Hizo una pausa para estudiado durante un largo rato, inclinando la cabeza a un lado y al otro.

– Horrendo, ¿verdad?

– Cielo santo, no -replicó ella-. Tenéis un rostro de lo más interesante. Lleno de carácter. ¿Os importaría que os dibujara?

– En absoluto.

¿«Interesante»? ¿«Lleno de carácter»? No sabía muy bien si eso era bueno o malo, pero de una cosa estaba seguro: ésos no eran los piropos que le lanzaban habitualmente las mujeres de buen tono. Parecía que, al menos en lo tocante a los hombres, la señorita. Matthews actuaba sin malicia ni intenciones ocultas. «Es difícil de creer -pensó-. Y sumamente improbable. Pero pronto descubriré a qué está jugando.»

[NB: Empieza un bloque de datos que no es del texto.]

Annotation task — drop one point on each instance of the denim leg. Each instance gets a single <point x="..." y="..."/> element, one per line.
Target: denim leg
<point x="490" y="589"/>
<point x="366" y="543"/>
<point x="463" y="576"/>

– ¿Os parece bien posar sentado debajo del árbol? -preguntó ella, escudriñando la zona circundante-. Apoyad la espalda en el tronco y poneos cómodo.

Juntó sus enseres, y Austin, sintiéndose un poco tonto, hizo lo que le pedía.

– ¿Así está bien? -preguntó cuando encontró un sitio cómodo.

– Parecéis un poco tenso, excelencia -observó ella, arrodillándose enfrente de él-. Procurad relajaros. Esto no os dolerá, os lo prometo.

Austin cambió de posición e inspiró a fondo.